Social interaction and personality is a small fraction of the information in your mind. Add to the pool everything you’ve ever learned from a recorded source. This included all of the education from school – math, science, language, history, and more. This also includes every story – fiction or non-fiction – that you’ve ever consumed – books, movies, whatever. Some of your knowledge will be from your own observations or tests. However, most individuals collect most of their knowledge from other individuals. In fact, humans spend a large amount of time finding the best ways to transfer that information from one individual to the next.

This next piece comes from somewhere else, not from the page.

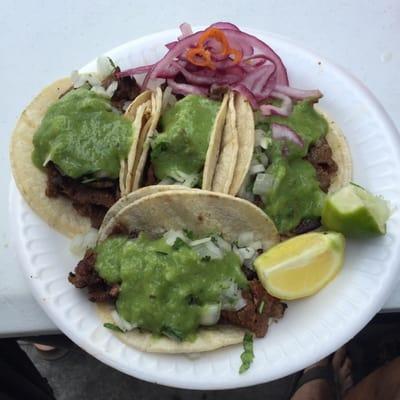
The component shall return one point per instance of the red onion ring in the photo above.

The lines that we take for granted as defining the boundaries of ourselves are blury at best. Even our active present states are largely dependent on those around us. How often do our moods change when we interact with others? In fact, we have a very trendy/herd-like mentality. It doesn’t take a big leap of imagination to see ourselves as single cells in a larger organism. Are we unaware that we’re part of a larger singular “thing” just like the bacteria in my stomach is unaware that it is part of me?
While it’s easy to consider these concepts and accept them as truth, it is much harder to accept these notions as part of our perception of existence. Our egos don’t like it. We believe ourselves to be unique individual creatures. Perhaps we are, somewhere deep inside, truly unique. Somewhere along the way, it struck me that this could be related to what we seek during meditation.

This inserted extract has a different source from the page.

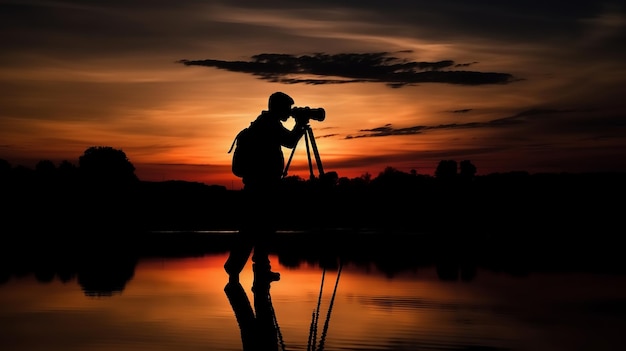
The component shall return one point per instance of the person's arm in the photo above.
(290, 138)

Look inside yourself. No, not with an x-ray, I mean inside your mind. Strip away all of the “learned” stuff I mentioned above. Without language, what are your thoughts? What is at the core? In my experience of trying to practice this exercise, the harder I look – the smaller I am. In fact, when I focus hard enough, the “me” inside seems to be an infinitely small point of nothingness that leads to somewhere I can never go… or perhaps, once I do go, I can never return.
Alright, I’ve gone far too hippy there. To lighten things up a bit, lets zoom out in space and look at humans as a whole. Dude, we look like ants from up here! Or a fungus.

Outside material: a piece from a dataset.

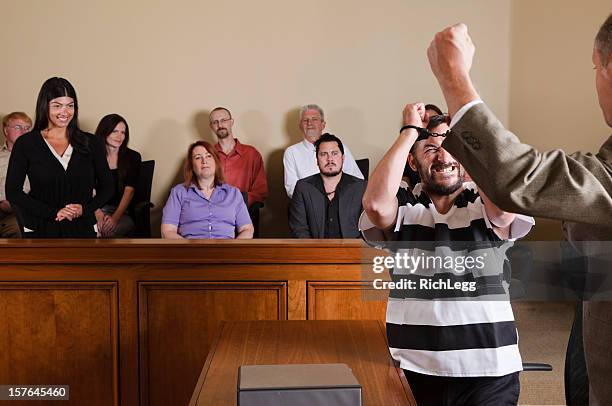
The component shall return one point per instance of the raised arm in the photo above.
(379, 199)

This point, from space, is where I think the human mind is attempting to evolve. We cling on to our notions of individuality. However, as we shift from books to blogs to tweets to… whatever… the flow of information speeds up and the number of nodes involved in our social network increases. Suddenly, the worlds starts to look different as larger patterns emerge. It’s overwhelming and tiring, but somehow as a culture we can’t stop working in this direction.
I love to fantasize about where we might be going. I’ve met many who seem to think they know. I personally don’t believe any of them. Even if they are one more step evolved than any of us, they would simply be one of nature’s prototypes testing the effects of a particular evolutionary path. It’s not a true step in evolution until a critical mass takes the leap. Unfortunately, I may not be here for it. Then again, if I see “I” as “us”… then I will.
We’ve discovered life that’s well over 3 billion years old on our 4.5 billion year old planet. We think that humans have been around for about half a million years. We expect our star to be around for a good 10 billion. We have a lot of time left to evolve, providing we can avoid disaster. I believe it silly to think we’re anywhere near the end. In fact, I suspect we’re far closer to the beginning.